If The National have ever met a melody that they couldn’t make eerie and off-putting, I’ve never heard it. Boxer, their second LP, sees The National easing into the style they created for themselves on Alligator. There’s percussion so robotic and precise; melodies so haunting and oddly matched; vocal work so monotonous and naked. Boxer sees a critical meeting point of semblance and dissonance that The National exploit to their advantage at every turn. There is a flow on Boxer that proves to show more control and fluidity than a number of albums that I’ve ranked higher on the list even.
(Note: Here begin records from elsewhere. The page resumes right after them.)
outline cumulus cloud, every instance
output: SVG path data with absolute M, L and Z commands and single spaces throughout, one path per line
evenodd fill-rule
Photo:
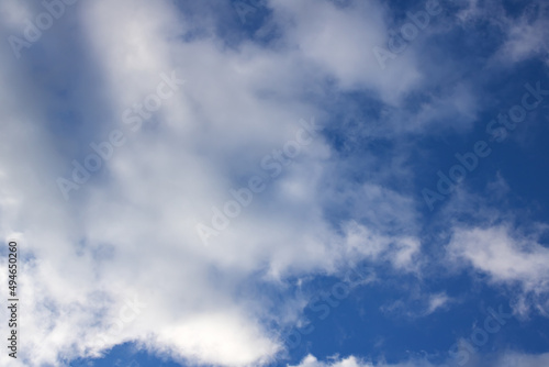
M 44 11 L 3 7 L 2 37 L 21 32 L 25 12 Z M 66 8 L 20 62 L 0 56 L 0 130 L 10 136 L 2 145 L 10 154 L 0 158 L 0 235 L 20 238 L 26 345 L 18 362 L 2 354 L 2 364 L 59 365 L 133 341 L 176 360 L 261 365 L 283 349 L 265 321 L 301 312 L 280 304 L 268 314 L 257 297 L 261 286 L 335 274 L 359 259 L 412 268 L 419 251 L 414 231 L 391 231 L 392 221 L 413 216 L 410 199 L 371 182 L 365 188 L 370 212 L 343 223 L 345 232 L 325 218 L 321 181 L 337 157 L 322 133 L 278 177 L 260 165 L 294 140 L 300 120 L 330 123 L 318 105 L 295 99 L 310 70 L 345 88 L 357 79 L 388 100 L 410 88 L 413 73 L 380 76 L 370 70 L 369 51 L 357 47 L 381 40 L 381 10 L 271 7 L 277 22 L 296 24 L 279 49 L 249 41 L 229 47 L 210 23 L 198 32 L 168 1 L 94 1 Z M 71 34 L 66 44 L 56 41 L 63 33 Z M 49 79 L 36 79 L 35 57 Z M 145 118 L 138 111 L 163 75 L 186 84 Z M 123 145 L 65 200 L 57 179 L 71 179 L 72 160 L 83 164 L 90 144 L 108 142 L 114 130 L 124 134 Z M 269 180 L 266 191 L 204 246 L 197 223 L 210 224 L 212 208 L 256 174 Z M 391 214 L 388 201 L 405 209 L 405 218 Z M 376 208 L 382 216 L 373 215 Z

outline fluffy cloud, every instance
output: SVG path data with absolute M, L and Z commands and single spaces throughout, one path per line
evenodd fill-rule
M 2 12 L 2 37 L 21 31 L 24 12 L 44 11 L 14 7 Z M 320 182 L 337 157 L 322 134 L 210 246 L 197 235 L 197 223 L 209 223 L 231 189 L 266 176 L 261 158 L 293 140 L 301 119 L 329 123 L 318 105 L 295 99 L 309 78 L 335 76 L 343 86 L 358 78 L 373 88 L 385 86 L 381 78 L 402 82 L 377 71 L 358 77 L 372 60 L 357 45 L 383 34 L 379 21 L 361 21 L 377 19 L 376 5 L 357 13 L 310 4 L 333 22 L 320 40 L 312 35 L 326 24 L 304 5 L 272 7 L 276 16 L 299 20 L 283 40 L 298 40 L 302 49 L 248 41 L 228 47 L 210 23 L 199 32 L 167 1 L 96 1 L 67 8 L 40 43 L 22 49 L 20 62 L 2 54 L 0 130 L 10 140 L 0 158 L 0 235 L 20 241 L 25 310 L 25 351 L 18 362 L 2 355 L 2 364 L 58 365 L 135 341 L 177 360 L 260 365 L 283 348 L 265 321 L 295 320 L 301 311 L 280 304 L 268 314 L 257 297 L 262 286 L 283 287 L 290 275 L 335 274 L 359 259 L 411 268 L 419 251 L 413 231 L 386 233 L 389 216 L 413 216 L 408 199 L 371 182 L 365 191 L 371 212 L 361 221 L 343 223 L 341 233 L 324 216 L 329 191 Z M 367 27 L 371 40 L 357 37 L 355 26 Z M 61 34 L 71 34 L 66 44 L 57 41 Z M 325 52 L 330 47 L 338 53 Z M 47 73 L 36 71 L 36 57 Z M 172 70 L 186 84 L 150 118 L 138 118 L 139 103 Z M 383 88 L 388 99 L 399 93 Z M 142 120 L 136 131 L 128 110 Z M 70 179 L 72 159 L 82 164 L 93 153 L 90 143 L 108 141 L 114 130 L 124 144 L 66 201 L 57 178 Z M 390 214 L 383 197 L 405 209 L 405 218 Z M 376 207 L 383 213 L 377 221 Z

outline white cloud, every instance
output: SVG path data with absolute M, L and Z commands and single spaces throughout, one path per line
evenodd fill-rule
M 320 107 L 294 98 L 311 65 L 322 66 L 318 78 L 335 75 L 346 86 L 354 78 L 372 88 L 385 86 L 386 78 L 393 86 L 406 80 L 369 70 L 367 52 L 354 51 L 363 40 L 339 26 L 367 26 L 352 11 L 311 5 L 337 22 L 318 43 L 311 34 L 325 24 L 290 2 L 274 5 L 301 16 L 303 29 L 288 36 L 300 40 L 302 51 L 253 43 L 234 49 L 209 33 L 183 42 L 190 26 L 169 2 L 124 0 L 80 2 L 21 62 L 0 56 L 0 132 L 10 136 L 1 147 L 10 154 L 0 157 L 0 237 L 21 234 L 25 310 L 22 358 L 2 354 L 0 364 L 58 365 L 136 341 L 178 360 L 260 365 L 282 347 L 264 320 L 296 320 L 301 312 L 282 304 L 278 314 L 267 314 L 256 297 L 262 285 L 283 286 L 289 275 L 334 274 L 365 258 L 412 268 L 419 243 L 414 225 L 402 224 L 414 216 L 410 199 L 369 184 L 369 223 L 349 221 L 341 234 L 324 218 L 320 182 L 337 162 L 321 136 L 212 246 L 198 237 L 197 222 L 208 222 L 212 205 L 260 170 L 257 159 L 293 138 L 300 119 L 326 122 Z M 383 30 L 370 26 L 372 37 Z M 75 36 L 68 46 L 56 41 L 64 33 Z M 339 45 L 343 36 L 348 43 Z M 71 42 L 85 51 L 75 52 Z M 349 59 L 332 58 L 325 46 L 339 47 Z M 33 74 L 31 52 L 47 71 Z M 139 131 L 128 130 L 124 110 L 173 69 L 187 84 Z M 392 93 L 389 87 L 381 92 Z M 81 162 L 91 153 L 88 144 L 107 140 L 113 129 L 125 132 L 126 143 L 65 201 L 57 177 L 68 177 L 71 160 Z M 403 218 L 391 214 L 383 198 L 405 208 Z M 378 219 L 376 208 L 383 214 Z M 392 220 L 401 223 L 395 235 L 385 233 Z M 4 263 L 2 257 L 2 268 Z M 255 291 L 246 288 L 250 281 Z M 147 307 L 119 327 L 133 297 Z

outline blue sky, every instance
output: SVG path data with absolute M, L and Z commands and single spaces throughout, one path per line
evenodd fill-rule
M 0 365 L 549 365 L 545 1 L 0 19 Z

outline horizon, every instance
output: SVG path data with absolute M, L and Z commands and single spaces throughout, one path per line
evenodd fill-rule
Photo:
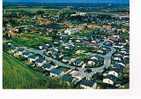
M 129 4 L 129 0 L 3 0 L 3 3 L 113 3 Z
It seems to give you this sinister gaze that doesn’t so much look through you as it does into you, entering your blood stream.
09. Person Pitch, Panda Bear
I’m not an Animal Collective fan. There, I said it. It is hard to explain this fact when I go ahead and champion a band like Deerhoof…but such is life. They are exhausting (in a bad way), and damn near impenetrable for me. I am not smart enough to enjoy it, I guess. I went into Panda Bear’s Person Pitch with this attitude and was pleasantly surprised to find out that I was wrong. Person Pitch is a down to earth, inviting flirtation with sensory meanderings that is both bloated and sparing with its ideas and fragments of dreamy opuses. While the machinations get increasingly overbearing somewhere in the third act, Panda Bear proves to be a master at turning marginal rope-a-dopes into genuine majesty.
08. Curses, Future of the Left
Future of the Left is not in the business of making friends. They assault you, insult you and catapult you into their shaky world of tonal disparity. But that’s all kind of expected, given their history as Mclusky. What makes Curses such a tortured delight is its arguable sense of humor and unforced honesty. Future of the Left take a sparse skeleton of a sound and amplify it to a screeching car wreck of an album. What you will find is that, as simultaneously self-satisfying and self-defeating as it may be, Curses is damned proud of it all. Future of the Left easily blend post-punk and noise-core into a cripplingly caustic Molotov cocktail of loudness and introspection. This album makes me want to punch you.
07. Hissing Fauna, Are You the Destroyer?, Of Montreal
Years ago, a relationship of mine ended abruptly. With no hesitation I fell into a steady regiment of binge drinking, eating and self-loathing that would put Artie Lange to shame. However, never in those savage months after the break-up, did I feel the need to create something as diabolically satisfying or eerily pitch perfect as Hissing Fauna, Are You the Destroyer? Given a strange sense of after thought since the couple’s reconciliation, Kevin Barnes’ seething creation takes on yet an even separate layer of irony and discomfort. Of Montreal turn out some of their best work here, with blurred melodies and disjointed rhythms that surprisingly add up to more than the sum of their parts. Perfectly pop and wonderfully woeful, Hissing Fauna…simply bleeds real life.
06. Sound of Silver, LCD Soundsystem
With Sound of Silver, LCD Soundsystem’s excellent second LP, James Murphy is able to tone down his lingering proclivities with a fine tooth comb. The aftermath leaves a special, humanistic semblance of songs that form into a shockingly classic album. Here, his sound is simply more refined while still holding on to the slightly elegant grime that makes the DFA sound seem so signature. With brilliant songs like “All My Friends” and "When Someone Great is Gone” Murphy drips those silver droplets of crisp sonic structure that repeat and repeat until they tattoo themselves onto your brain. More importantly, Sound of Silver shows such an obvious reflective side to Murphy that it would all seem immensely silly if not for the purity of the poetry.